Europe is already hearing the final signal
Elon Musk is as far into the future as anyone before him. Now he’s setting his sights on Mars. SpaceX’s ambitious mission schedule includes launching unmanned spacecraft to the Red Planet in 2026, and if the plan is successful, the first crewed missions are expected to arrive there in 2028, with the goal of creating a fully self-sustaining city on Mars within the next two decades.
There is no doubt that the arms race of the 21st century will take place in the field of cutting-edge technologies, and as the example of the Silicon Valley hothead shows, nation states are increasingly transferring the role of sovereign to countries that are often much larger, and certainly more agile, multi-corporate.

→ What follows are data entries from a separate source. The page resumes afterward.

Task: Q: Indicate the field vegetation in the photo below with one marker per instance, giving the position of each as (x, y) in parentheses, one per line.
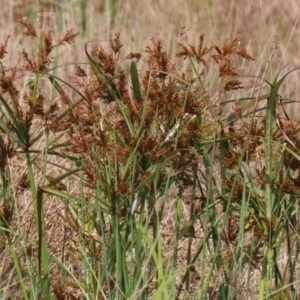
(149, 150)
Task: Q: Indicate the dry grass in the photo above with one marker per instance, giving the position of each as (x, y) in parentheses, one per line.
(263, 27)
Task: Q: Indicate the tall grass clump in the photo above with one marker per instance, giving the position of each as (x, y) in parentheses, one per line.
(152, 182)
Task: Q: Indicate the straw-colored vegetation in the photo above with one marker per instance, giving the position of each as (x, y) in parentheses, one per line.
(149, 151)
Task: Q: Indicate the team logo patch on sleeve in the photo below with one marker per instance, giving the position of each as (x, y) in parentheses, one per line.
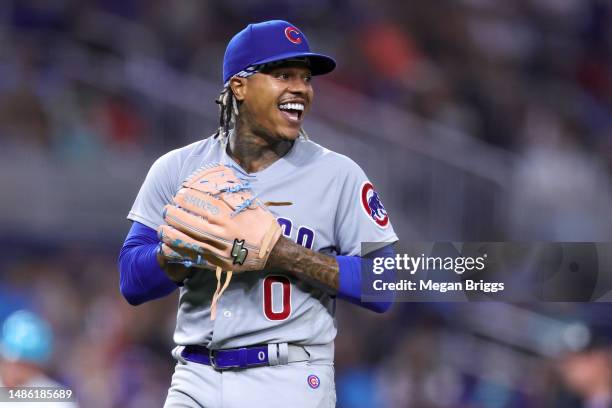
(313, 381)
(372, 205)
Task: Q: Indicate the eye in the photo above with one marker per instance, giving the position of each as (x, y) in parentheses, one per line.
(282, 75)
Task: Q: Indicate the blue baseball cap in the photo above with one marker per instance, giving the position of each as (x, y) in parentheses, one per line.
(271, 41)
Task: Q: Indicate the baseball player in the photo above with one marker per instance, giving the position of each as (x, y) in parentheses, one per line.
(261, 229)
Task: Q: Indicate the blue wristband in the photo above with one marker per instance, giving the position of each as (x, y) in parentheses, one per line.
(140, 277)
(350, 278)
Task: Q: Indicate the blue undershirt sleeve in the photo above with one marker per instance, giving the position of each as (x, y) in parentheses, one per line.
(140, 277)
(350, 278)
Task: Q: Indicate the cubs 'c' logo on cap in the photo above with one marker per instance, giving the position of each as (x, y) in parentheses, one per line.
(373, 206)
(293, 35)
(313, 381)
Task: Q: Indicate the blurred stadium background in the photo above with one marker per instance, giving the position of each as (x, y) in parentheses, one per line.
(476, 119)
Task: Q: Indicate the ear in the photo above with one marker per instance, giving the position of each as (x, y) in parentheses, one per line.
(238, 86)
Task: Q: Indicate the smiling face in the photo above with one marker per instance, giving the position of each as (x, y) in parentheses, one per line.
(275, 101)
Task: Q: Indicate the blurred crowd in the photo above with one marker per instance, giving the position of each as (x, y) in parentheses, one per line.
(531, 77)
(517, 74)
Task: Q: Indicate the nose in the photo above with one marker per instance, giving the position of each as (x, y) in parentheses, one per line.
(299, 86)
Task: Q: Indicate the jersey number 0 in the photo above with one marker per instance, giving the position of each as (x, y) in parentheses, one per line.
(283, 306)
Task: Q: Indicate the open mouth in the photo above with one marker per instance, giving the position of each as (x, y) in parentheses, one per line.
(292, 111)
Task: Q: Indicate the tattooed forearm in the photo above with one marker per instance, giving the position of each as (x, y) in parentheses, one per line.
(304, 263)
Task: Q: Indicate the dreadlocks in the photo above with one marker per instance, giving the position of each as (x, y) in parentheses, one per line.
(228, 111)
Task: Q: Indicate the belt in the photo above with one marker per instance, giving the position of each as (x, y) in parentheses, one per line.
(243, 357)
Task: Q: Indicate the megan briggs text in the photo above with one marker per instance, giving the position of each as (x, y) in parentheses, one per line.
(429, 285)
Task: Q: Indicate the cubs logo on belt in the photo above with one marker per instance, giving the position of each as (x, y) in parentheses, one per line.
(313, 381)
(373, 206)
(293, 35)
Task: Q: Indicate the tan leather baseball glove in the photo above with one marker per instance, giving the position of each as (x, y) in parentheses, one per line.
(217, 223)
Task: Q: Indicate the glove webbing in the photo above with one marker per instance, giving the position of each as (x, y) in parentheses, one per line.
(219, 291)
(219, 272)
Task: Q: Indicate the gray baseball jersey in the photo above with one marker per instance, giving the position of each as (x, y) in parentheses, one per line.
(333, 209)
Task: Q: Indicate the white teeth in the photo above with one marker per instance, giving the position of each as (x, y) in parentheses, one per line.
(292, 106)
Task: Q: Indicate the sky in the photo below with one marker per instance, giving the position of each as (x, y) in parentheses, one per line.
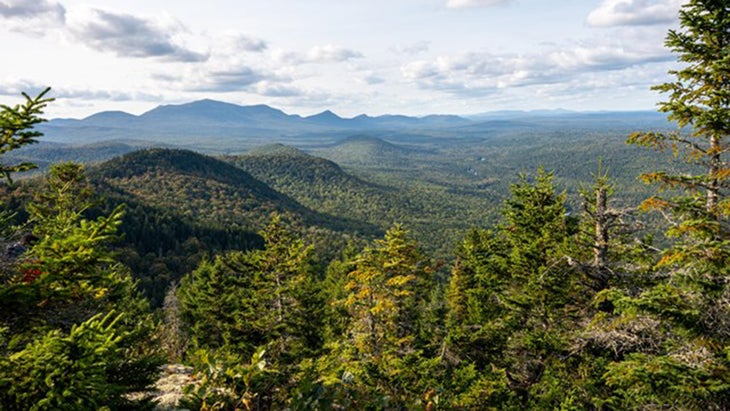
(413, 57)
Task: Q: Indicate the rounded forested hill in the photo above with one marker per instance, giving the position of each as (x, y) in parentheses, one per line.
(183, 205)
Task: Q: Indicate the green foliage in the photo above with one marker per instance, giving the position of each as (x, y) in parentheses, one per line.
(16, 129)
(67, 347)
(222, 381)
(59, 371)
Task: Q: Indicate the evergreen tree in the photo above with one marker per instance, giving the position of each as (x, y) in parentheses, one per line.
(16, 129)
(670, 340)
(80, 333)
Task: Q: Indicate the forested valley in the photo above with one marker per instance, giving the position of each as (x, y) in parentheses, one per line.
(281, 278)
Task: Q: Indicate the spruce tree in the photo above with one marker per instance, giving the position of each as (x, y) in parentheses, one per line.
(670, 337)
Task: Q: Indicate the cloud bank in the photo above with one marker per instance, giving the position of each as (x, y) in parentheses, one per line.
(460, 4)
(130, 36)
(612, 13)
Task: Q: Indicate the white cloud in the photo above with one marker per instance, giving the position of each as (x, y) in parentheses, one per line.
(460, 4)
(232, 42)
(127, 35)
(317, 54)
(28, 9)
(412, 49)
(331, 54)
(634, 12)
(32, 17)
(472, 73)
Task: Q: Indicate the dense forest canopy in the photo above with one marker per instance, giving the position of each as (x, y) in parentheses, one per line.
(285, 304)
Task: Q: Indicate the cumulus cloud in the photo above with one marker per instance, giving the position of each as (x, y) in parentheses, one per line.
(271, 89)
(15, 87)
(460, 4)
(412, 49)
(29, 9)
(131, 36)
(371, 79)
(225, 79)
(473, 73)
(32, 17)
(104, 95)
(318, 54)
(634, 12)
(331, 54)
(232, 42)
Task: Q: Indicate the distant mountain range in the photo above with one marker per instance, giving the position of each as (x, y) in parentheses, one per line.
(215, 126)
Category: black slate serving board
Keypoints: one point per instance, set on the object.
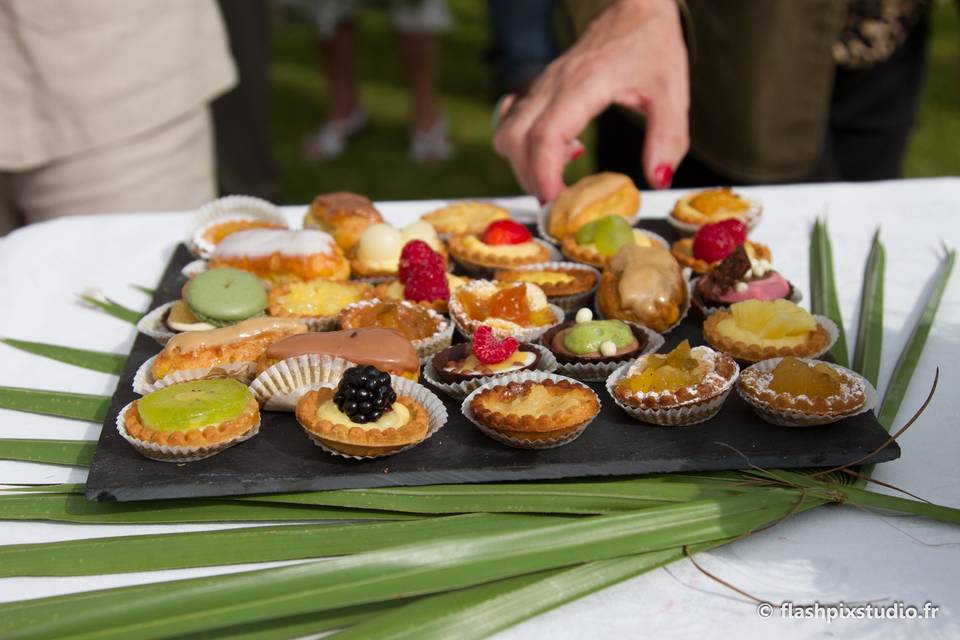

As if that were not enough, the geographical scissors of modernity are opening wider and wider. The former president of the European Central Bank, Mario Dragi, at the request of the European Commission, prepared a report of almost 400 pages in which he accurately points out the weak point of the Old Continent. Without additional investment, which would mean the need to almost double the EU budget, we will face a “slow agony” and a total loss of competitiveness. The way out is innovation based on mature technologies, combining climate objectives with industrial development and improving the level of security based on domestic resources.
Innovative businesses come from Europe
One would have to be blind not to realise how close we are to the threshold of the next digital revolution, caused by artificial intelligence, which will be intensified by the development of synthetic biology and, in a slightly longer term perspective, quantum processors and memories. The final bell is ringing for Europe, which is still traditionally prosperous. So far, innovative businesses have been largely shut out of the market. In the years 2008-2021, almost 30 per cent. European start-ups with a capitalisation of over one billion dollars have moved their headquarters abroad (the vast majority to the USA). Only four of the 50 largest technology companies in the world are European, and the EU’s global position in this field fell from 22 to 18 per cent between 2013 and 2023, while the US share rose from 30 to 38 per cent.
What went wrong? It’s not about money. Draghi’s report shows that, when EU funds and national budgets are combined, the EU spends more on innovation than the US, which is much better at handling new technologies. Europe is stuck in a static industrial structure in which few new companies are created to “disrupt existing industries or develop new growth engines”. As a result, in the EU, there is not a single company with a market valuation above €100 billion that was founded from scratch in the last 50 years, while all six US companies with a valuation above – note – €1 trillion were founded in this period. We will not be able to break out of this vicious pattern without drastically reducing energy costs, for which EU companies pay more than twice as much as their US competitors.
It is no wonder that the statues of the European economy are starting to tilt in a dangerous direction. The symbol of the German economic miracle, the Volkswagen Group, in order to survive, is forced to find 10 billion euros in savings within three years. Around that time, Mr. Elon’s team is expected to start landing its people on the Red Planet.